My Longleaf Pine Restoration Story
It is appropriate since this “America’s Great Outdoors Listening Session” is being held in the longleaf pine ecosystem of South Carolina that a longleaf restoration story be shared. Saloom Properties, LLC is a 1762 acre Tree Farm in the coastal plains of south Alabama—an area in the natural longleaf range. Historically the longleaf pine was the dominant species of tree at an estimated 60 million acres. This has been reduced to its existing 3.4 million acres. We have seen a resurgence of restoration of the longleaf back to its natural ecosystem. Each year more acres are being planted and managed by private family forest owners.
In 2004 Hurricane Ivan wreaked havoc with its destruction to south Alabama. The day after the storm the stumpage price for our wood products were more than halved. After 5 months of logging clean-up and recouping only pennies on the dollar for salvaged timber, we decided to turn adversity into opportunity. Over the next 4 years we planted 450 acres of longleaf, and now we manage this ecosystem with prescribe burning, herbicide site prep and release and spraying for control and eradication of invasive species.
It was through incentive cost-share programs for replanting, control of invasive species, education for certified burn manager, wildlife habitat improvement programs, land recovery program that we were able to reinvest, replant and manage for sustainable forestry.
The results—an ecosystem that is thriving with wildlife including turkey and quail and the threatened gopher tortoise.
It has become our responsibility as family forest owners to manage our forest for improvement and sustainability.
We share and promote good forest management for future generations. We are actively involved in education through personal contacts, seminars, field days and programs such as Classroom in the Forest/Forest in the Classroom with school children on an annual basis. “Project Learning Tree,” an American Forest Foundation program that is used to help educate teachers in environmental education. In May we had 500 people visiting our farm on two separate field days. One of these field days was titled “Longleaf Restoration and Wildlife Management.”
There has been a dramatic decline in USDA-Forest Service Cooperative State and Private Funding from $4million in 2007 to $2.7million in 2010. This is just one example of the challenges that we all face. If these financial incentives are not there for the private forest owners to assist in good management improvements, then sustainability will be adversely affected. This is vital for future generations.
We need legislation to include incentives for private family forests to be able to participate in carbon markets. Managed forests can increase the carbon storage from its current 12% to as much as 20%. Biomass will become a renewable part of our energy as we move to cleaner forms of renewable energy in the future. Since private forests make up 75% of all forested land in Alabama and 62% of forested land in the US (423 million acres) those legislative policies need to define biomass where private forests are included in this definition.

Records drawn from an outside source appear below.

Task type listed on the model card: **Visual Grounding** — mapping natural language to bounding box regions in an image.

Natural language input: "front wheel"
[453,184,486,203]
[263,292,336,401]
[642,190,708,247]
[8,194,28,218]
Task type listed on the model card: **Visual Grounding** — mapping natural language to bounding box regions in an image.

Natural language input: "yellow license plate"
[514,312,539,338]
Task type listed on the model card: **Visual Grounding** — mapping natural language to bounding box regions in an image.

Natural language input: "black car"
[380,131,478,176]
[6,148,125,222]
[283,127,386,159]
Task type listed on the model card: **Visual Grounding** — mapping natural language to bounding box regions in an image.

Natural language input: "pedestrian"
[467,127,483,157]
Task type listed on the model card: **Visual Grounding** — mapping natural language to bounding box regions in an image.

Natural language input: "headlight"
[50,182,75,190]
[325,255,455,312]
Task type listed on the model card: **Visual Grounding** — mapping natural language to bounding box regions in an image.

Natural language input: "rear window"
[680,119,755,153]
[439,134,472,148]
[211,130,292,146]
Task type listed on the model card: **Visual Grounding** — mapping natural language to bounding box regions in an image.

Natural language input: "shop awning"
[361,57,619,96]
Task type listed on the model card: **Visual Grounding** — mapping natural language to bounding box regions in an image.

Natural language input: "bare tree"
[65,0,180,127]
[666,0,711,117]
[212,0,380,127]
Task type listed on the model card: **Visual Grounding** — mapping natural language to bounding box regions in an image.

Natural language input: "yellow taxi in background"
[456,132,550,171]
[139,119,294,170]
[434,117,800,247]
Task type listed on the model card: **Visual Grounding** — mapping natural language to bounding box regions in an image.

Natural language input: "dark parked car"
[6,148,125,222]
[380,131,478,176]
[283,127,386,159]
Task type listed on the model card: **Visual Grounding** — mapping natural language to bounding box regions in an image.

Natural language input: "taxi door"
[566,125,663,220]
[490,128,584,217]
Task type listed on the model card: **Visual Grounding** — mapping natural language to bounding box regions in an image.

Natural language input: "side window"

2.6 million acres of family forests change hands each year; and 1.4 million acres are actually loss to urbanization or development as a result of families having to sell property or cut timber to pay federal estate taxes. This could be alleviated with legislation such as the Thompson Family Farm Preservation and Conservation Estate Tax Act.
We are proactive when it comes to education. We realize that if the next generations are not exposed to managed forests and not exposed to America’s Great Outdoors with its inherent benefits then this legacy will wither and be only history. We are each called to be good stewards of what we have. Being good stewards of our family forests is part of that sustainable legacy. We need funding and incentives for environmental education to ensure that our children learn to appreciate and invest themselves in our environment’s future.
As you are aware private family forests provide many benefits to our society. Jobs (avg.8 jobs/1000 acres), clean air and clean water (1 acres supplies enough oxygen for 18 people), wood products and their derivatives, a source for renewable energy with less carbon and environmental impact than concrete and steel, recreation and aesthetics. Private forest owners need incentives to allow them to continue to manage and preserve their forests.
These listening sessions are a great move forward in bringing the discussion and awareness of how fragile America’s Great Outdoors is. We need to be proactive in our conservation efforts. This can effectively be done in partnership with private family forests, industry and the federal government. Let’s get to work to strengthen this partnership.